Black golf pioneer dies

Bill Powell, the first African American to build, own and operate a golf course has died aged 93.

Bill Powell, the first African American to build, own and operate a golf course has died aged 93.

The PGA of America said Powell died on Thursday at Aultman Hospital in Canton following complications from a stroke.

“Bill Powell will forever be one of golf’s most unforgettable American heroes,” Jim Remy, President of the PGA of America, said in a statement.

“Bill made us appreciate the game and each other that much more by his gentle, yet firm example.

“He was born with a fire in his heart and this enabled him to build on his dream. In the process, he made golf a beacon for people of all color. The PGA of America is better today because of individuals like Bill Powell. We will miss him dearly. We extend our thoughts and prayers to his family as we remember a wonderful man.”

Powell has been honoured on numerous occasions.

In August, he received the PGA Distinguished Service Award, the association’s highest annual honor.

In November, he was inducted into the Northern Ohio PGA Hall of Fame and honored as the Person of the Year by the Ohio Golf Course Owners Association.

The Canton Regional Chamber of Commerce also recently presented the Powell family with its Community Salute Award.

“My father certainly made his mark,” said proud daughter Renee Powell, who herself was only the second black player to compete on the LPGA Tour.

“I believe that God wanted people to know about the mark that he made on this nation.”

Powell, the grandson of Alabama slaves, started developing Clearview Golf Club after coming home from World War II where he served as a Technical Sergeant in the US Eighth Air Force Truck Battalion.

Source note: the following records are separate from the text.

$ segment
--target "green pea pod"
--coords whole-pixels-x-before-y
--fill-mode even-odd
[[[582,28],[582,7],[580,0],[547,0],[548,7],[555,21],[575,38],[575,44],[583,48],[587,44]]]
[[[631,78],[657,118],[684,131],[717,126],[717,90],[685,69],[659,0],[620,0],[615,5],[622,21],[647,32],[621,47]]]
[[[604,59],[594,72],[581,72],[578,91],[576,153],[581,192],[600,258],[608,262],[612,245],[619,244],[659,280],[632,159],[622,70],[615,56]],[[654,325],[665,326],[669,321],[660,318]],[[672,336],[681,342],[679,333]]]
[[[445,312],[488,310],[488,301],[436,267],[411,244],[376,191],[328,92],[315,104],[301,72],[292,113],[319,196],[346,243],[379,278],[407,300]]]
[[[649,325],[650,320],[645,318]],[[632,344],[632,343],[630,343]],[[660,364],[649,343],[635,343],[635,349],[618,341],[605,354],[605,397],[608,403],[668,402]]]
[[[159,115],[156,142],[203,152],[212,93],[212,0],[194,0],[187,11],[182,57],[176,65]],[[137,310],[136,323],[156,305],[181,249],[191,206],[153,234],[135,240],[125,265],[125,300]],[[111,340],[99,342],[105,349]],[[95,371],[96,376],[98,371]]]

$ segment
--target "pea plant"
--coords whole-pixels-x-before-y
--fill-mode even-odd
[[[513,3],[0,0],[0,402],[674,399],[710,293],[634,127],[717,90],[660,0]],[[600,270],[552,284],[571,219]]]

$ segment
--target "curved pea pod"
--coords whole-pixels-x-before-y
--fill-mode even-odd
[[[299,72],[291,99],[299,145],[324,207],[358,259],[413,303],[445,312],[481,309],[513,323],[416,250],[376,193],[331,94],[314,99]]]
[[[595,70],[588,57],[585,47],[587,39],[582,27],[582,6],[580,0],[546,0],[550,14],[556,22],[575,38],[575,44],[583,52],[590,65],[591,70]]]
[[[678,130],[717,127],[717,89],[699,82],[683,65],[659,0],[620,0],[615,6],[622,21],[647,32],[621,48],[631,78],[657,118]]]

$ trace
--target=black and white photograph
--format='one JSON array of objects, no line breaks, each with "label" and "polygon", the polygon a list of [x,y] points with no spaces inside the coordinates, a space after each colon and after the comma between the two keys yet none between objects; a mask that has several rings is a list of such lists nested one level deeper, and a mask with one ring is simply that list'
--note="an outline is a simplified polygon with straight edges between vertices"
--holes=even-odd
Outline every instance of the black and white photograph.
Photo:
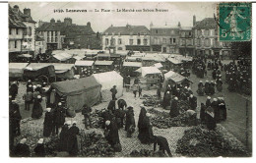
[{"label": "black and white photograph", "polygon": [[252,30],[251,2],[8,2],[9,157],[252,157]]}]

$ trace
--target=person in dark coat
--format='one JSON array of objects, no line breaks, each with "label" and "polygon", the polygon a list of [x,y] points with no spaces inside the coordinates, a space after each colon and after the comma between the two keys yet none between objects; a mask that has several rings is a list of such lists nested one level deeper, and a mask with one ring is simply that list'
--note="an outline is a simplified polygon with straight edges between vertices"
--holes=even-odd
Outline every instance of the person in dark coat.
[{"label": "person in dark coat", "polygon": [[154,142],[154,134],[152,130],[152,125],[150,122],[150,114],[146,113],[146,116],[143,119],[143,125],[142,125],[142,136],[141,136],[141,142],[142,143],[153,143]]},{"label": "person in dark coat", "polygon": [[204,103],[201,103],[201,109],[200,109],[200,120],[202,123],[205,122],[206,117],[206,105]]},{"label": "person in dark coat", "polygon": [[105,126],[107,131],[105,138],[108,141],[108,143],[112,147],[114,147],[115,144],[120,143],[117,126],[115,122],[109,120],[105,122]]},{"label": "person in dark coat", "polygon": [[59,128],[61,128],[65,123],[64,113],[65,112],[64,112],[64,109],[62,107],[62,103],[59,102],[58,106],[55,108],[54,113],[53,113],[54,114],[53,123],[54,123],[54,128],[55,128],[53,130],[55,130],[57,136],[59,134]]},{"label": "person in dark coat", "polygon": [[14,149],[14,156],[15,157],[30,157],[31,150],[30,146],[26,144],[27,138],[21,139],[20,143]]},{"label": "person in dark coat", "polygon": [[217,98],[214,98],[211,107],[214,109],[215,113],[215,121],[216,123],[220,122],[220,109],[219,109],[219,102]]},{"label": "person in dark coat", "polygon": [[87,130],[89,129],[89,126],[90,128],[92,128],[91,112],[92,112],[92,108],[87,104],[85,104],[82,110],[82,114],[84,115],[85,118],[85,127]]},{"label": "person in dark coat", "polygon": [[133,107],[129,106],[126,112],[126,121],[125,121],[125,128],[124,128],[124,130],[127,131],[127,137],[132,136],[131,135],[134,132],[132,128],[135,129],[135,127],[136,125],[135,125]]},{"label": "person in dark coat", "polygon": [[117,105],[119,109],[124,110],[127,107],[127,103],[124,99],[118,99]]},{"label": "person in dark coat", "polygon": [[178,98],[174,97],[174,100],[171,102],[170,106],[170,111],[169,111],[169,116],[171,118],[177,117],[179,115],[179,110],[178,110]]},{"label": "person in dark coat", "polygon": [[77,122],[74,121],[72,127],[68,130],[68,152],[70,156],[77,156],[78,154],[78,139],[79,128],[76,126]]},{"label": "person in dark coat", "polygon": [[214,109],[211,106],[209,106],[206,109],[205,121],[208,130],[216,129],[215,113],[214,113]]},{"label": "person in dark coat", "polygon": [[10,105],[10,132],[12,136],[17,136],[21,135],[20,123],[22,120],[22,116],[20,113],[20,106],[16,103],[16,100],[12,100]]},{"label": "person in dark coat", "polygon": [[61,132],[59,134],[59,150],[60,151],[68,151],[68,136],[69,136],[69,126],[71,125],[71,121],[67,121],[64,123]]},{"label": "person in dark coat", "polygon": [[45,157],[45,148],[43,144],[43,138],[40,138],[37,142],[37,145],[33,149],[36,157]]},{"label": "person in dark coat", "polygon": [[162,153],[165,153],[166,151],[168,153],[168,156],[172,157],[168,141],[165,137],[160,136],[154,136],[154,151],[156,151],[157,145],[160,146],[160,151],[161,151]]},{"label": "person in dark coat", "polygon": [[41,107],[41,95],[37,95],[36,99],[34,99],[32,106],[32,118],[39,119],[42,116],[42,107]]},{"label": "person in dark coat", "polygon": [[53,127],[53,117],[51,108],[46,108],[47,112],[45,113],[44,116],[44,122],[43,122],[43,136],[50,136],[50,134],[52,132],[52,127]]},{"label": "person in dark coat", "polygon": [[170,99],[171,99],[171,95],[170,95],[169,91],[166,91],[166,93],[163,95],[163,99],[162,99],[162,108],[163,109],[170,106]]},{"label": "person in dark coat", "polygon": [[138,129],[139,129],[139,135],[138,135],[138,138],[141,139],[142,138],[142,129],[143,129],[143,120],[146,117],[146,109],[143,105],[141,105],[141,112],[139,115],[139,121],[138,121]]},{"label": "person in dark coat", "polygon": [[121,110],[120,108],[117,108],[113,114],[115,116],[118,129],[123,128],[123,120],[124,120],[124,116],[125,116],[125,111]]},{"label": "person in dark coat", "polygon": [[13,82],[10,86],[9,93],[12,96],[12,99],[14,100],[18,94],[18,84],[17,82]]},{"label": "person in dark coat", "polygon": [[112,93],[112,100],[115,100],[116,99],[115,95],[117,94],[116,85],[113,85],[113,87],[110,89],[110,91]]}]

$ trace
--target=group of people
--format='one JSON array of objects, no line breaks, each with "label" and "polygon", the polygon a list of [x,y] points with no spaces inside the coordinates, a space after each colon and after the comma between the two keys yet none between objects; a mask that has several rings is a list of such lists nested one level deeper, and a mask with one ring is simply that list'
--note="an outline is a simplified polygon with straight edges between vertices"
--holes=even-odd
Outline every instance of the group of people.
[{"label": "group of people", "polygon": [[206,124],[209,130],[215,130],[216,124],[226,120],[226,107],[224,97],[214,98],[208,96],[206,103],[201,103],[201,122]]}]

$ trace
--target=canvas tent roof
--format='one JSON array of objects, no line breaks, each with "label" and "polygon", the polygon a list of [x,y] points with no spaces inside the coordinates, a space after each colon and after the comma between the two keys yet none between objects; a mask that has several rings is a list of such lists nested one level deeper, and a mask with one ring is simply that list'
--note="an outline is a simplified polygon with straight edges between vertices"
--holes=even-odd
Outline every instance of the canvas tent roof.
[{"label": "canvas tent roof", "polygon": [[[172,72],[172,71],[169,71],[168,73],[164,74],[164,79],[165,80],[172,80],[174,82],[177,82],[177,83],[182,82],[184,80],[189,81],[188,79],[181,76],[180,74]],[[189,81],[189,82],[191,82],[191,81]]]},{"label": "canvas tent roof", "polygon": [[75,66],[93,66],[95,61],[76,61]]},{"label": "canvas tent roof", "polygon": [[160,63],[154,64],[154,66],[158,69],[162,68],[162,65]]},{"label": "canvas tent roof", "polygon": [[140,63],[140,62],[124,62],[123,66],[124,67],[138,67],[138,68],[140,68],[140,67],[142,67],[142,63]]},{"label": "canvas tent roof", "polygon": [[24,69],[29,63],[9,63],[9,77],[21,78],[23,77]]},{"label": "canvas tent roof", "polygon": [[76,95],[85,90],[100,86],[95,77],[82,78],[78,80],[70,80],[51,84],[60,95]]},{"label": "canvas tent roof", "polygon": [[140,69],[136,70],[142,74],[142,77],[145,77],[149,74],[161,74],[160,71],[156,67],[141,67]]},{"label": "canvas tent roof", "polygon": [[99,65],[112,65],[113,61],[96,61],[95,65],[99,66]]}]

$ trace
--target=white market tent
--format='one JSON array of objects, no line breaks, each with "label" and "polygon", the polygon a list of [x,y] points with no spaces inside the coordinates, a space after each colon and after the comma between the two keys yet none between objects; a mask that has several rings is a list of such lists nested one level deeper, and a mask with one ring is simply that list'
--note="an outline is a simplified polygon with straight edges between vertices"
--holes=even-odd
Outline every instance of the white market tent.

Powell worked 18-hour days to support his family and build Clearview.

He was denied a GI Loan, but managed to get building funds from two African American physicians, and his brother, who took out a second mortgage on his home.

In 1946, Powell began creating Clearview on dairy farmland, often clearing the land himself. He also went on to break down racial barriers without fanfare by developing female and youth golf leagues.

Clearview opened its initial nine holes in 1948. Powell later repaid his backers to claim sole ownership of Clearwater and completed nine more holes in 1978 from the golf club’s profits.

Clearview is on the National Register of Historic Places, and today is often referred to as ‘America’s Course’..

“I didn’t build this course for recognition,” Powell wrote in his 2000 autobiography, ‘Clearview: America’s Course.

“It was a labor of love. Golf is a part of society and I wanted to be included. I want you to be included, too. I’ve always felt that each individual should leave something behind of meaning. It feels good to know that I have done that with Clearview, at long last.”